Some sixth-grade students at Bluegrass Middle had a chance to speak with Tom Angleberger, author of “The Strange Case of Origami Yoda,” using the software Skype, which allows people to make free voice and video calls on their computers.
The students asked Angleberger about his writing process, his favorite author and how he created his main character. The session ended with Angleberger teaching the students how to make their own origami Yodas.
The book tells the story of a middle-schooler, Dwight, his creation, Origami Yoda — a paper finger puppet, and his middle-school class who begin to take the advice the wise Yoda dispenses. The students become determined to solve the mystery of whether Origami Yoda is real or if Dwight, described as a “total loser,” is the brain behind the suggestions.

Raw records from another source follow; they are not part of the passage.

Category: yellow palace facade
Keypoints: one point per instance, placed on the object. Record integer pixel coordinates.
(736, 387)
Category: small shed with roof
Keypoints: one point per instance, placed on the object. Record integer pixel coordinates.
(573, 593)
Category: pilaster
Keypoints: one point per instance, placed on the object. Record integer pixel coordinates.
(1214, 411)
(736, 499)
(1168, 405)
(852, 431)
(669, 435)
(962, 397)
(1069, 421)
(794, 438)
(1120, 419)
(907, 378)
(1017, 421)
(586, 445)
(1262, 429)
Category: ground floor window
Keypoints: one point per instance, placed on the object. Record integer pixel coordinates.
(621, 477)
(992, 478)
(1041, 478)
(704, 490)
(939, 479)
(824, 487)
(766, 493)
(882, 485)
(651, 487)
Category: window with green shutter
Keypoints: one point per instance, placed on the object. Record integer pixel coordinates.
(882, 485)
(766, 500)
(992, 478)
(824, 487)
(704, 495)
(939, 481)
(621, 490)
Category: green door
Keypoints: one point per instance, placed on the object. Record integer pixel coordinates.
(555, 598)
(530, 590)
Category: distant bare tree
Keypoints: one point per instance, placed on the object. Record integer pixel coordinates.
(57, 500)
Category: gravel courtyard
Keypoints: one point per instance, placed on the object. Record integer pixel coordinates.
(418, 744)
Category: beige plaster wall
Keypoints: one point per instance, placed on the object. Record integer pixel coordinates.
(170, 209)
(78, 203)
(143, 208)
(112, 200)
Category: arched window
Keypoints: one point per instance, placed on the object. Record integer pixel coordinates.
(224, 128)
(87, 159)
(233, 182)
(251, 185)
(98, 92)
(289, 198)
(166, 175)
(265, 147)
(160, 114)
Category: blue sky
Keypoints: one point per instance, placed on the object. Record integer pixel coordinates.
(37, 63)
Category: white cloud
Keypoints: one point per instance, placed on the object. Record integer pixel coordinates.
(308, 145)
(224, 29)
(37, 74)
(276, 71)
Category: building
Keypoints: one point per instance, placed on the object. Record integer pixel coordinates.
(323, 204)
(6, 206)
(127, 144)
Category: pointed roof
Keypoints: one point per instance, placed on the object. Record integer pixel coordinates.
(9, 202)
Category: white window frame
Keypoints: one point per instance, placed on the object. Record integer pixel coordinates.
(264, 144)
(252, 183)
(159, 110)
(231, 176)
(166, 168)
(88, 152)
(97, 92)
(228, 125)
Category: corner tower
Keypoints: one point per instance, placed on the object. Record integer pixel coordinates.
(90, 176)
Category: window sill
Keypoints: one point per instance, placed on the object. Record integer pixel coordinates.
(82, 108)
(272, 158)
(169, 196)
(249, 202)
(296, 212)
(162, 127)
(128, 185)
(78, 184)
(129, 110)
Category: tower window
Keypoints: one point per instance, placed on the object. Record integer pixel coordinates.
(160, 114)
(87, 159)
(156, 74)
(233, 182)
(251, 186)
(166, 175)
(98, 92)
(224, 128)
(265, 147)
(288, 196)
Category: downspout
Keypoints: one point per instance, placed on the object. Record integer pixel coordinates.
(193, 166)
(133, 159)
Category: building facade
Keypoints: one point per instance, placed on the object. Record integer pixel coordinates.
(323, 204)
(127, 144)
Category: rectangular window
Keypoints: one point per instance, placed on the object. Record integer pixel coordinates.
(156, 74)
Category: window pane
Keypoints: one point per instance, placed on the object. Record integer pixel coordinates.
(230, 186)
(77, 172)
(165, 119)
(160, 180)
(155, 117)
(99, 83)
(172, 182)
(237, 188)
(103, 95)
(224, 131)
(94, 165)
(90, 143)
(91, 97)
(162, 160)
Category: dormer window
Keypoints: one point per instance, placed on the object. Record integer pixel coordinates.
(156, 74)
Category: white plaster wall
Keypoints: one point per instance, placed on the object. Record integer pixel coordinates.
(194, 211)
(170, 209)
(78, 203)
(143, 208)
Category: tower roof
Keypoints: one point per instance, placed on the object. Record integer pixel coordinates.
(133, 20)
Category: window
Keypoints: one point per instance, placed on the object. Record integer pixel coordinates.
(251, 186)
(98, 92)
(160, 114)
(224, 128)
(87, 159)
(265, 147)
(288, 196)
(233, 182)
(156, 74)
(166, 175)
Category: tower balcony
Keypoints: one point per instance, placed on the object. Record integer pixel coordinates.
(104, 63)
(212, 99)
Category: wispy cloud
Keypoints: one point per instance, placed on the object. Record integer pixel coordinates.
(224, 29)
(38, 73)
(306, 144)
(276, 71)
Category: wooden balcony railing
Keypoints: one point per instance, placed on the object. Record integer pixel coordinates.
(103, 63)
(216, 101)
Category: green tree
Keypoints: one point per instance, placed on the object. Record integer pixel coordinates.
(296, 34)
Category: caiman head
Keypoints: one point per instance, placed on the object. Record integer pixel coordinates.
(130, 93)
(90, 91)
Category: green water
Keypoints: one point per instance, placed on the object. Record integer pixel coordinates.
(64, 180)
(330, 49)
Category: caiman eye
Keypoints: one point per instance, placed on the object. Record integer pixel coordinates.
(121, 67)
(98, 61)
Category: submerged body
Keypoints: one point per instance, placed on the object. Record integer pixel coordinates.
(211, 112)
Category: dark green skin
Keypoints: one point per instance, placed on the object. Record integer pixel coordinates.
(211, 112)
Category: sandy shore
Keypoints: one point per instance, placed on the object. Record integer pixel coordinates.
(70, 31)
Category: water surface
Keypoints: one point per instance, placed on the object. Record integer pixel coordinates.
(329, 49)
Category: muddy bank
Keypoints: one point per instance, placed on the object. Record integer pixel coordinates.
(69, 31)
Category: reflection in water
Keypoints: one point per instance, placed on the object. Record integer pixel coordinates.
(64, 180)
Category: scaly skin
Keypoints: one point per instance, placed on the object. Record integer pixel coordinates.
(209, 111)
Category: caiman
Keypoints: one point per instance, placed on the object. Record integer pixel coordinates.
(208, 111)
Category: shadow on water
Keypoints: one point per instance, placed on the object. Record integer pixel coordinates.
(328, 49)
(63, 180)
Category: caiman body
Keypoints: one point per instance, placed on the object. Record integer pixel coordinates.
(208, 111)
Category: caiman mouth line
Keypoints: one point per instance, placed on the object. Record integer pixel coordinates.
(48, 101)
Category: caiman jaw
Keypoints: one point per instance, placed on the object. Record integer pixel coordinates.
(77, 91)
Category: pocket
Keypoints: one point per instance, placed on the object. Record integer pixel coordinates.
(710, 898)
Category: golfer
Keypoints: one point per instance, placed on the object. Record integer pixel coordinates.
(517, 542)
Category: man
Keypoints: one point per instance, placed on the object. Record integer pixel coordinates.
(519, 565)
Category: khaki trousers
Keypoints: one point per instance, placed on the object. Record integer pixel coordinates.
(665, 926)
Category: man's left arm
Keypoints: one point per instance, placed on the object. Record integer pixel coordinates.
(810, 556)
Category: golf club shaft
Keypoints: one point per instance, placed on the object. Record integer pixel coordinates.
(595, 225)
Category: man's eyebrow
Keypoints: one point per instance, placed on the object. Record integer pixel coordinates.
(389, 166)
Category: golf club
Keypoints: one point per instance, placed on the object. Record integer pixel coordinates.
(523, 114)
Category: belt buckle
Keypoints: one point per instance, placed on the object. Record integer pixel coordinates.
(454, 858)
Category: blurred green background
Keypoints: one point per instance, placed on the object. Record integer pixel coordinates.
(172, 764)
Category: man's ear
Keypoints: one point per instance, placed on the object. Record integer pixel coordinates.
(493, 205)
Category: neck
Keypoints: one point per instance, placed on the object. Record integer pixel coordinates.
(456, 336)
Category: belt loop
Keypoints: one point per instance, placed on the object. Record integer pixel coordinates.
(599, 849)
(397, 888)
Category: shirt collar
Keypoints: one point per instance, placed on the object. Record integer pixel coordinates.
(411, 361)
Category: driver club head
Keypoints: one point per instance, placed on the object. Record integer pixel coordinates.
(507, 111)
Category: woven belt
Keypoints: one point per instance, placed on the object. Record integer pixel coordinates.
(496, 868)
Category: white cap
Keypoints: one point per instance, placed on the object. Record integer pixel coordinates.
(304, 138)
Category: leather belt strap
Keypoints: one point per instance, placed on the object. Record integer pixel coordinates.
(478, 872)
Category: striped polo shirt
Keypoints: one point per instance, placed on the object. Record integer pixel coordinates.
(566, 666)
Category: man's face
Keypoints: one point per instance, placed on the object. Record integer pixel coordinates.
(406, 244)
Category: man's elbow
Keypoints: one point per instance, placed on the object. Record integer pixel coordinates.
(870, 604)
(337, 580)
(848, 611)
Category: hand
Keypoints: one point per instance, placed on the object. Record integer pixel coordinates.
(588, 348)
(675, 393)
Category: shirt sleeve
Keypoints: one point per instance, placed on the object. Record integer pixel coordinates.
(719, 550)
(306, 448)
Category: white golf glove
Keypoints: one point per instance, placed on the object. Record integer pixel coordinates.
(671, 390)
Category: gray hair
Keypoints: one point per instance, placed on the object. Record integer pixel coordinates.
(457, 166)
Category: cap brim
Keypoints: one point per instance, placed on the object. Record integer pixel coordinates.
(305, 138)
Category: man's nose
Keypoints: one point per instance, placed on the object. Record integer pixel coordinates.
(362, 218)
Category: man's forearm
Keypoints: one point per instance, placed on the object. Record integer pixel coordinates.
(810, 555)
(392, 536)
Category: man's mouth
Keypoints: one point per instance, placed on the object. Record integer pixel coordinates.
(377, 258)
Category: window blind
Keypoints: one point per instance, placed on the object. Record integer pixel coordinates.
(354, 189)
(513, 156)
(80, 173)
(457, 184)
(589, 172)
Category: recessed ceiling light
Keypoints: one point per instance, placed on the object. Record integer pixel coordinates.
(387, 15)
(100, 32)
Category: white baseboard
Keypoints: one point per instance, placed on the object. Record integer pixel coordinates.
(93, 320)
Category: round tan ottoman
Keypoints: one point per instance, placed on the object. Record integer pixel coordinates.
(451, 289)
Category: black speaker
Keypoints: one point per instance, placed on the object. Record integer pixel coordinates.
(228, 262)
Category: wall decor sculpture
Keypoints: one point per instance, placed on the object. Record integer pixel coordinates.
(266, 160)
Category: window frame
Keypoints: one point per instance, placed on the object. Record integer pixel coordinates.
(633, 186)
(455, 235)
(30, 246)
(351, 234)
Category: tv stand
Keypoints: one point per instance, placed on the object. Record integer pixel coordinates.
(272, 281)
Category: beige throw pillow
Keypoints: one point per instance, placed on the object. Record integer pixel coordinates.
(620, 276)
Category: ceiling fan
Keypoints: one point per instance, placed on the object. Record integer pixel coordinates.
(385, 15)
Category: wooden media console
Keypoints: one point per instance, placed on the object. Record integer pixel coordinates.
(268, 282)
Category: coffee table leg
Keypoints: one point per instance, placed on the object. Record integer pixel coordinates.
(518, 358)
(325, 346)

Angleberger told the students that the story is based on some of his own middle school experiences, and that he thinks of himself as similar to Dwight.
“I just write about the people I like, the people I’m interested in,” he said.
The students had just finished reading the book last week. Carson O’Daniel and Ashley Hatcher enjoyed both the book and the opportunity to speak with the author.
“I was happy we got a chance to do it,” Hatcher said.
This was the first time the school had used Skype to speak with an author, Library Media Specialist Jessica Hundley said.
Hundley observed a Skype session with Angleberger at another school, and was intrigued about the possibility of doing the same thing at Bluegrass.
Hundley said technology “opens up doors” for what students can do, including virtual field trips or speaking with experts on subjects they’re studying.
“In this day and age, I think it’s important that we get technology out there,” she said.